La Collection Al Thani se dit « ravie de faire partie de l’existence d’une organisation unique qui fait une différence significative pour les communautés qui l’entourent ».

Des objets de la collection du musée, y compris plusieurs objets centraux et de précieuses montres anciennes, seront mis aux enchères chez Sotheby’s en octobre.

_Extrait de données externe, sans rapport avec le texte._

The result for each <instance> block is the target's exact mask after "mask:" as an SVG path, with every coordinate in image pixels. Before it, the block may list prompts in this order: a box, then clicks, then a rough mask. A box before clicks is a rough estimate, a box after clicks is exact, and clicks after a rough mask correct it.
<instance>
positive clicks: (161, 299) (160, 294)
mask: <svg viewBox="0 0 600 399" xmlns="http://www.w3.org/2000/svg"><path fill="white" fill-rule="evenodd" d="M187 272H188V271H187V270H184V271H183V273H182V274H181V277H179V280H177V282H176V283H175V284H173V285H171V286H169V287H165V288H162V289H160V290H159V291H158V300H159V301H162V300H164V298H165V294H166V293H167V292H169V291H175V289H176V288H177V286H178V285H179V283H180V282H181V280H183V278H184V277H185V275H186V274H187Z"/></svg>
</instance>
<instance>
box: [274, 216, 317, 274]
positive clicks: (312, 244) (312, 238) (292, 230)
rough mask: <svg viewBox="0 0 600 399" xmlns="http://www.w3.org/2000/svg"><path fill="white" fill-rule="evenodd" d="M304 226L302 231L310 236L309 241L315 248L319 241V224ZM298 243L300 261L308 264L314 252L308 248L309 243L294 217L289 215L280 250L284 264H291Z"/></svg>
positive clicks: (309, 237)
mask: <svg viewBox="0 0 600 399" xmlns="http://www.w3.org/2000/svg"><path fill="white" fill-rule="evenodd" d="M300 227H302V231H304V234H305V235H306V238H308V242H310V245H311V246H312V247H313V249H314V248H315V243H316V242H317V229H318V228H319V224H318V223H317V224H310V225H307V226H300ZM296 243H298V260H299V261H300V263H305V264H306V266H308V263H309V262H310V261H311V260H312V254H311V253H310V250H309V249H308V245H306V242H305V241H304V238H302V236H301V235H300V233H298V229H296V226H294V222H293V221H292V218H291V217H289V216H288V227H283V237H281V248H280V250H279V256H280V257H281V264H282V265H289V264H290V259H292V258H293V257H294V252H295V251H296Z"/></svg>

La Fondation Hermann de Stern, un fonds fiduciaire basé au Liechtenstein qui finance la majorité du budget du musée, affirme que la vente est destinée à couvrir les coûts de maintenance de l’institut. Il affirme avoir le droit légal de vendre des articles.

Montre de poche d’une vaste collection de montres et d’horloges exposées au Musée d’art islamique de Jérusalem [Maya Alleruzzo/AP Photo]

La Fondation Hashava, une organisation anti-vol israélienne, a demandé à la Cour suprême en novembre de suspendre la vente aux enchères. Il a déclaré que la vente était une « violation grave » des lois israéliennes régissant les musées et les antiquités, et qu’elle causerait « des dommages irréversibles et de grandes pertes pour le public ».

Meir Heller, fondateur de Hashava, a déclaré que l’organisation était fière que la pétition «ait atteint son objectif et ramené cette rare collection en Israël et son exposition au public. Eux».

Le musée a été fondé dans les années 1960 par Salomons, descendants d’une famille noble anglo-juive décédée en 1969, et porte le nom de Leo Arie Mayer, un éminent érudit du Moyen-Orient. Il abrite des milliers d’artefacts islamiques datant du VIIe au XIXe siècle.

Il possède également une collection de montres anciennes transmises par les Salomons, dont des dizaines par le célèbre horloger parisien Abraham-Louis Breguet. Ses garde-temps ornaient la royauté européenne aux XVIIe et XVIIIe siècles, dont Marie-Antoinette.

Parmi les objets mis aux enchères figurent un casque ottoman du XVe siècle incrusté de calligraphies en argent, un bol du XIIe siècle représentant un prince perse et une collection de montres anciennes, trois d’entre elles ont été conçues par Breguet.

Le retrait de l’œuvre d’art a attiré l’opposition du public par le président israélien Reuven Rivlin, le ministre israélien de la Culture Hili Tropper, des conservateurs et des universitaires, et a été simultanément forcé de reporter et finalement.

« Je suis ravi que tous nos efforts acharnés pour préserver toute la collection du musée LA Mayer aient abouti à une telle conclusion », a déclaré Tropper. Le lancement de la Fondation Al Thani Collection est un grand hommage à l’esprit de coopération interculturelle ».